Durance, rivière assassinée

Jean Claude Barbier nous a fait parvenir un texte relatif à la Durance, rivière assassinée, que nous vous proposons. 

Nous nous permettrons dans les prochains jours de compléter par nos commentaires (et peut être les votres). 

 

SOS DURANCE VIVANTE est ouverte à tous, pourvu que le bien être de notre rivière soit notre but commun.

 

A l'origine grand fleuve alpin, aujourd'hui ruisselet perdu dans ses iscles. Comment la Durance en-est-elle arrivée là ? Comment imaginer qu'elle fut navigable, qu'elle fut remontée par des bateaux halés jusqu'au port de l'Escale, près de Sisteron, à l'époque romaine, et qu'elle fut jusqu'au XIXe siècle descendue par des radeliers ? Dévastée vous dites ? Non ! Dépouillée, dénudée, pillée, torturée, violée, assassinée, voilà ce qui lui est arrivé à la Durance. Has been ! Et pourtant, encore vivante. Déchéance, renaissance peut-être, feuilletons les métamorphoses de la Durance !

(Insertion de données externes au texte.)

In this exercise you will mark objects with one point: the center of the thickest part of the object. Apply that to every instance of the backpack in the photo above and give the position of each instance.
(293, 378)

L’histoire de la Durance est celle de la dévastation d’un fleuve - je dis bien d’un fleuve - par la nature et les hommes. La nature l’a d’abord dépouillée de son existence de fleuve, car c’était un fleuve, il y a douze millions d’années, un grand fleuve ravageur, diable au corps, un grand troupeau qui sculptait dans son premier delta les bornes des Mées, et poursuivait au grand galop cette mer que la montagne déferlante refoulait en arrière. Paléo-Durance, paléo-géante, paléo-furie ! Transhumante, indépendante, la Durance primitive coulait dru et se jetait dans la mer. Et puis, à trop rouler de montagnes, à trop faire l’apprentie sorcière, son delta de Crau, s’est obstrué, et elle dut se rabattre sur le Rhône du côté d'Avignon, profitant du couloir de Lamanon fraîchement effondré, comme une jeune chienne épuisée par sa fougue. Première déchéance avec les temps géologiques : le fleuve est assassiné par la nature elle-même, réduit à l'état de rivière !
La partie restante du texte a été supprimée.